Go to the first, previous, next, last section, table of contents.


CHATR Interaction

The CHATR system can be communicated with in a number of ways. It can be used interactively via a command line interface, in batch mode, via a pipe, or as a server mode dealing with multiple requests from a network. Another possible mode of communication could be as a sub-module of some larger system. CHATR C functions would be called directly by linking your executable with `libchatr.a'. Such an interface has not yet been fully determined--it can be done now, but it is not as clean as it should be.

CHATR Interaction Modes

The four currently available interaction modes are: interactive, pipe, batch and server. In each of these cases there are two distinct interpretation modes: command mode or text-to-speech (tts) mode. The default is interactive, command mode.

Interactive Mode

When interactive, a prompt is given and the user can type either commands to the command line interpreter, or text to be spoken in tts mode. The command line interpreter is based on the GNU readline library and hence allows command line editing and history (as in all good shells). The edit commands are EMACS-like. CHATR offers command completion, argument completion, variable name completion, and filename completion. TAB is the default completion key.

To exit interactive mode type either end-of-file (typically ctrl-D) or the letter `q' and return. If the variable chatr_confirm_exit is set to a non-nil, confirmation is asked for before CHATR exits.

Commands may go over onto other lines. A secondary prompt is given when a command is incomplete (no closing bracket(s)). At any time the interrupt character (typically ctrl-C) will interrupt whatever CHATR is doing and return to the top level.

Pipe Mode

In pipe mode CHATR will read commands (or text in tts mode) from standard input without prompting. No command line editing is available. End of stream is signaled by end of file. This mode is designed for use in communicating with other programs that generate CHATR commands or text to be spoken. It is not intended to be used for typed (keyboard) input.

Batch Mode

In batch mode CHATR does not read commands (or text) from its input channel. Only files specified on the command line are read and processed. This is designed for long jobs where user interaction is not required.

Server Mode

CHATR has a server mode based on a BSD socket. CHATR may be run as a server on a known host and process commands or text received over the network. This version can have many preloaded databases, and particular files can be loaded before server mode is initiated. This allows faster speech synthesis than if the user had to start a new version of CHATR each time--client programs do not need to wait for requested synthesizers to become available. See section Using Server Mode, for a full explanation and example.
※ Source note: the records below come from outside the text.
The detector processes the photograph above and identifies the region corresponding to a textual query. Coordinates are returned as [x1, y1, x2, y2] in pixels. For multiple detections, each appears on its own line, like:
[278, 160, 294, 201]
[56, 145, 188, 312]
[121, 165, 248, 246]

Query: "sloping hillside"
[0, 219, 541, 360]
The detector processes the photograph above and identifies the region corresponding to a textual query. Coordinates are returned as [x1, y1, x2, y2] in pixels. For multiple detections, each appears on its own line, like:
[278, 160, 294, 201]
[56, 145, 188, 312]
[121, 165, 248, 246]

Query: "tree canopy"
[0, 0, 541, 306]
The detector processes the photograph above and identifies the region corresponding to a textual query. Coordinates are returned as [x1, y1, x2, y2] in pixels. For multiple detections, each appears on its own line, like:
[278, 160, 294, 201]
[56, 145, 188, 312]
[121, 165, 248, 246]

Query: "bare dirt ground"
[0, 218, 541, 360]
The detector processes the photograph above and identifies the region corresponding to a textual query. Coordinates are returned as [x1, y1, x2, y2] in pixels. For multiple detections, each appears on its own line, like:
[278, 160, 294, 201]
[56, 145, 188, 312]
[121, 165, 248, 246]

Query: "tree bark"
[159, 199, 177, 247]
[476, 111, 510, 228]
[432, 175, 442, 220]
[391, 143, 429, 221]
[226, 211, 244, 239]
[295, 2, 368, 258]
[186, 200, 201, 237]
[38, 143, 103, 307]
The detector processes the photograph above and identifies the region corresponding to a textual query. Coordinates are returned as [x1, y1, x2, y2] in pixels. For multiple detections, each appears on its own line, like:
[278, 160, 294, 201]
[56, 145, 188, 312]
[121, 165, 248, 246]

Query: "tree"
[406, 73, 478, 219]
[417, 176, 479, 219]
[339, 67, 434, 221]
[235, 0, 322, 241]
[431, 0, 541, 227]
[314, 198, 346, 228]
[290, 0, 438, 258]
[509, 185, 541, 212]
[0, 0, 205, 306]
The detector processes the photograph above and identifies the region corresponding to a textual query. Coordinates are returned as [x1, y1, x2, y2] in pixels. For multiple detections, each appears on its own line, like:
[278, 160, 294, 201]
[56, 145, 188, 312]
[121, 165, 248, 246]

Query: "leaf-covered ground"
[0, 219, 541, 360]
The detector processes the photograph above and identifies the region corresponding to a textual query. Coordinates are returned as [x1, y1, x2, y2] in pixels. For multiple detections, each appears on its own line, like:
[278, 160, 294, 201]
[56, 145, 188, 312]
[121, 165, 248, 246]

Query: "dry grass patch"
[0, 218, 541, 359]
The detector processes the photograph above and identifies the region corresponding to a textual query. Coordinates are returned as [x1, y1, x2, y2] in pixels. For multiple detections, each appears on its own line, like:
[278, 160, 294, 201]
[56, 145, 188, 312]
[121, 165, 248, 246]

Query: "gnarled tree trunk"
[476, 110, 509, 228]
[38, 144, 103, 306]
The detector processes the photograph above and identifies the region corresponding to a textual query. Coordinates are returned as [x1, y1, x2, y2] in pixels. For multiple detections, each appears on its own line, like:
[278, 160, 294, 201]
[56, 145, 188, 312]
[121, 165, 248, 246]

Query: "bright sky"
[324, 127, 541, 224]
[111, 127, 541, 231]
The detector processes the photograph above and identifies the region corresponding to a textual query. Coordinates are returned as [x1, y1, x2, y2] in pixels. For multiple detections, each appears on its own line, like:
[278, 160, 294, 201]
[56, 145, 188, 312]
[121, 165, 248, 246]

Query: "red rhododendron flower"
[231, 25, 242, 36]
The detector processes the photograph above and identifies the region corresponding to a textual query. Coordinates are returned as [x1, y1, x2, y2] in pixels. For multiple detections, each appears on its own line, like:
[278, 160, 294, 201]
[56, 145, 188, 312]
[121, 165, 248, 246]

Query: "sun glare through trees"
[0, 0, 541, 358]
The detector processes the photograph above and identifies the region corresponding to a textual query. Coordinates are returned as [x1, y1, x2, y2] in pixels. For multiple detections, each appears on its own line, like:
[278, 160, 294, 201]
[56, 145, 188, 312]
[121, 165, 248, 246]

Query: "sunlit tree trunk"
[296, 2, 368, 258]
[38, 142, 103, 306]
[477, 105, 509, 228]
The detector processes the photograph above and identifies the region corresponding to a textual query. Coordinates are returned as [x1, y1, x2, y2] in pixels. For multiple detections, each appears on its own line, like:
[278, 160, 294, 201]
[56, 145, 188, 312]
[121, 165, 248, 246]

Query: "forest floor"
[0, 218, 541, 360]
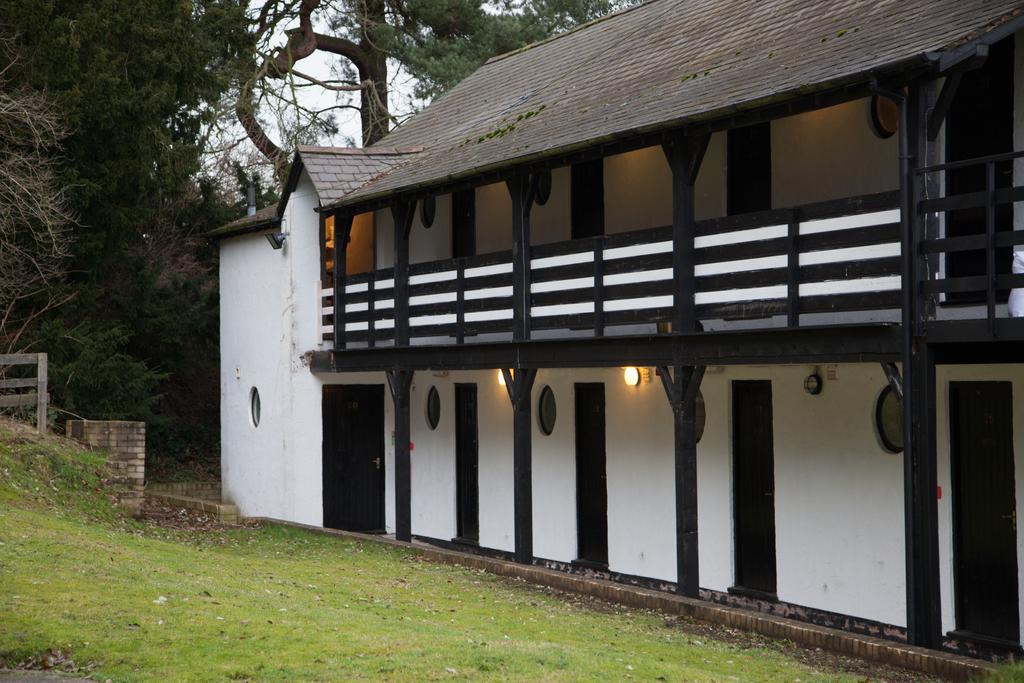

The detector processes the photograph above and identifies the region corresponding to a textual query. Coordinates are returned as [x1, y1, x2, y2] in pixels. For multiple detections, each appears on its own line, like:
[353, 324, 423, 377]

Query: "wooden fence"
[0, 353, 49, 432]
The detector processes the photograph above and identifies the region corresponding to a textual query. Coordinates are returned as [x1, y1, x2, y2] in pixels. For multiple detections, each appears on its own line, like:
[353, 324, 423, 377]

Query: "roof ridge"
[296, 144, 423, 157]
[483, 0, 659, 67]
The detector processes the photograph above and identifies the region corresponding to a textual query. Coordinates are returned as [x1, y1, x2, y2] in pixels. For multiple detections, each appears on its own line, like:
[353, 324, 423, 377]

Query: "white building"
[211, 0, 1024, 655]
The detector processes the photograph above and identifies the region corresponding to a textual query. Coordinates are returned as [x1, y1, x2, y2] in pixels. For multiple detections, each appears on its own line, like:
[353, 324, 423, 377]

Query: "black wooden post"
[900, 83, 942, 648]
[455, 258, 466, 344]
[659, 134, 710, 598]
[507, 173, 534, 341]
[502, 368, 537, 564]
[785, 211, 800, 328]
[333, 212, 352, 349]
[663, 134, 710, 332]
[657, 366, 705, 598]
[594, 237, 604, 337]
[386, 370, 413, 541]
[391, 202, 416, 346]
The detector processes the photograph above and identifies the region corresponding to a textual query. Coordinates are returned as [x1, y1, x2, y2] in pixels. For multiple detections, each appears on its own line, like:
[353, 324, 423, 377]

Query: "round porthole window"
[693, 389, 708, 443]
[534, 171, 551, 206]
[537, 386, 558, 435]
[869, 95, 899, 139]
[427, 387, 441, 429]
[420, 196, 437, 227]
[249, 387, 260, 427]
[874, 386, 903, 453]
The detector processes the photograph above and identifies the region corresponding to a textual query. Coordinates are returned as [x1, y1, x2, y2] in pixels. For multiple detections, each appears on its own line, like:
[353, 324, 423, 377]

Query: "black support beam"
[900, 82, 942, 648]
[502, 368, 537, 564]
[391, 202, 416, 346]
[507, 173, 534, 341]
[386, 370, 413, 541]
[333, 212, 353, 349]
[310, 324, 902, 374]
[657, 366, 705, 598]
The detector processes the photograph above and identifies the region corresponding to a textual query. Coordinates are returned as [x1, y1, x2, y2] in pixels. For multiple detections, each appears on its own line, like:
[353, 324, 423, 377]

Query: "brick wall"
[67, 420, 145, 515]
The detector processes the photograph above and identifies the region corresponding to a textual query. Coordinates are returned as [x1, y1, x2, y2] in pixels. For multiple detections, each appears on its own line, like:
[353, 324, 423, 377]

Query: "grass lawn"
[0, 423, 970, 681]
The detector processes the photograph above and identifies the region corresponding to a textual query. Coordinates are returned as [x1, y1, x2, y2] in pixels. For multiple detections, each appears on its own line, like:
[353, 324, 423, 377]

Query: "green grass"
[0, 425, 913, 681]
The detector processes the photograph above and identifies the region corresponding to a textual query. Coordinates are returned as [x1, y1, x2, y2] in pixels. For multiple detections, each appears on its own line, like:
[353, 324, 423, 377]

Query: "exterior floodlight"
[266, 232, 288, 251]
In server mode, CHATR first processes its command line arguments (thus allowing configuration) then loops waiting for connections on a known socket. By default this is port number 2234, but it may be user selected by setting the variable chatr_server_portnum. When a connection occurs, a new version of CHATR is forked giving the client a version of CHATR with much information already preloaded.
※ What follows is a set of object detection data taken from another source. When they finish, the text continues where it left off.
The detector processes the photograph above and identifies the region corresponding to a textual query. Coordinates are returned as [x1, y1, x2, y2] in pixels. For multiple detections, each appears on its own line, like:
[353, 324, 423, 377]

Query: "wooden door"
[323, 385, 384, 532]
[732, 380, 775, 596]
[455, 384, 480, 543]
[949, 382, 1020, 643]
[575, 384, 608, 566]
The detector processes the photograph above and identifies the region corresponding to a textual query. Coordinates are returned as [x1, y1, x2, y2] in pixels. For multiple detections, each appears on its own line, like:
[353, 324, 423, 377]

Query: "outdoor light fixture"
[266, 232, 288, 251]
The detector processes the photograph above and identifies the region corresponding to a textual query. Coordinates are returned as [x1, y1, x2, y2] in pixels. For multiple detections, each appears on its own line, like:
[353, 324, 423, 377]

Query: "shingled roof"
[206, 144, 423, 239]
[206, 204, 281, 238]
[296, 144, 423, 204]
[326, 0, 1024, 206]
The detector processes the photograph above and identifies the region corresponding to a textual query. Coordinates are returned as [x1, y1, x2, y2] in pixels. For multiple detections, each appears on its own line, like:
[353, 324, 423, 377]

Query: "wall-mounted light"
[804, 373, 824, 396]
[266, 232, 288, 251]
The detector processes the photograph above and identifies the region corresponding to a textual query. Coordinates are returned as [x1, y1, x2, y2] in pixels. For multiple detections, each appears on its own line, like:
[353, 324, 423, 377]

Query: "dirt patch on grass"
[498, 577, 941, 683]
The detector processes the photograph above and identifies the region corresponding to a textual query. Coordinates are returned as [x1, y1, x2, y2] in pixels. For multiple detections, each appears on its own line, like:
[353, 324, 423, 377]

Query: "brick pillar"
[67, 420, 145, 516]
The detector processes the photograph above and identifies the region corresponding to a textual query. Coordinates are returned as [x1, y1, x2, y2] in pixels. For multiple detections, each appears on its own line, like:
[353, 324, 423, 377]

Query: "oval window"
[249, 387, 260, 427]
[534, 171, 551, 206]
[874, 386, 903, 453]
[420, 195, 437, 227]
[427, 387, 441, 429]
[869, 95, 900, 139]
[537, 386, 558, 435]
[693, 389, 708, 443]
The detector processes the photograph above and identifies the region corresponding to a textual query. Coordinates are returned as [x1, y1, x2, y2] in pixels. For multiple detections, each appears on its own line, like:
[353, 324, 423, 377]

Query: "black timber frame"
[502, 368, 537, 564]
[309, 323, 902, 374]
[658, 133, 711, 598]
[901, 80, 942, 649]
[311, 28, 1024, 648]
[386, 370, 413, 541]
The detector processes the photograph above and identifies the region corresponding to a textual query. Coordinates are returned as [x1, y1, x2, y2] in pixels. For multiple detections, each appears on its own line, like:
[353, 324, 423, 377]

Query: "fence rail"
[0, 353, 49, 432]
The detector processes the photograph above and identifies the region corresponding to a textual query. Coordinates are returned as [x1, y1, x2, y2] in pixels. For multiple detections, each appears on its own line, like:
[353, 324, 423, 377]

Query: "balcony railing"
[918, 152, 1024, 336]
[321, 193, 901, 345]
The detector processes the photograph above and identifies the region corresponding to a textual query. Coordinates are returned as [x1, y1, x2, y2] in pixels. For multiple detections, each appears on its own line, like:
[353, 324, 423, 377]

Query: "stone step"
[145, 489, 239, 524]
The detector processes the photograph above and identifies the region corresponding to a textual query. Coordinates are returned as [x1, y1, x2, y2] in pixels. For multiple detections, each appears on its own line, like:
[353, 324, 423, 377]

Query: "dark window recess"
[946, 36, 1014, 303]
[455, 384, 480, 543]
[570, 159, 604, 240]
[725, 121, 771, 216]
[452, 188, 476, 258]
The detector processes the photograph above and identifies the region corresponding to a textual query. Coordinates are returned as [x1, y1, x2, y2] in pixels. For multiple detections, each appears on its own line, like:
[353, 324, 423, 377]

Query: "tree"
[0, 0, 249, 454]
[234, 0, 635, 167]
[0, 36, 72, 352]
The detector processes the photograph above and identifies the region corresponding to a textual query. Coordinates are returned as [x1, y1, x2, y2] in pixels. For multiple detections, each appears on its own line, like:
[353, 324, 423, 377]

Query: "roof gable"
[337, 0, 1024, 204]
One audio output mode that is specifically designed for server use is the socket mode. This allows synthesized audio output to be given back to the client machine. When a client first connects, it should identify a socket that is waiting for (ulaw 8k) data. This is done by the Audio command. For security reasons that command may not be available to random network client programs, so a single high level function is provided. Once connected, a client program should send something like

     (Output_To `as71.itl.atr.co.jp' 4444)

Note the apostrophes. The machine name may be either a name or a number (e.g. IP address `133.186.36.171'). There should be a server on that machine waiting to receive connections on the specified socket number. The audio output may then be received.

Next, a few safe commands may be given. CHATR offers a number of commands which would allow clients access to the server's filesystem. From the server's point of view it wishes to restrict which commands are available to random clients. Therefore, for security reasons, the server side may set the variable chatr_secure_functions with a list of functions which a client is allowed to call. These functions may call other functions, but in that case the server is responsible for their content, so they can be assured safe. This may have to change as security becomes a bigger issue.

Basically, the commands available are Output_To and tts commands. Speaker selection should be available too. The exact availability depends on how the server is started, but it does offer control over the services being offered.

The program chatr_pipe offers a very simple example of a CHATR client program. It opens a connection to a server and sends down some initialization commands, then reads text from standard input and sends it to the server to be synthesized. chatr_pipe also starts a server to receive the synthesized waveform and writes the ulaw 8k data directly to standard out. Commands can then take the form

     echo hello world | chatr_pipe -h as71 >/dev/audio

CHATR Interpretation Modes

In any of the four interaction modes the input data may be interpreted in one of two modes.

Command Mode

In command mode everything given to CHATR is treated as a CHATR command from CHATR's Lisp-like command language. Commands are of the general form

     ( <command name> <arg~1> <arg~2> ... )

Commands start with an opening bracket which may seem awkward for those not used to Lisp. Single (unbracketed) atoms are treated as variables and their value returned. There is one special command which does not require parentheses: `q', which quits the system. See section CHATR Command Language, for more details of the language.

Text-to-Speech Mode

In tts mode, everything that is given to CHATR is treated as text to be rendered as speech. There are a number of options available depending on what form the text is presented in. Some exist to deal with Japanese written in romaji or Kanji/Kana. See section Making CHATR Speak, for some examples. Files containing mixed English/Japanese can also be used as input. The appropriate language synthesis system will be selected. See section Multi-lingual Text Processing, for further details.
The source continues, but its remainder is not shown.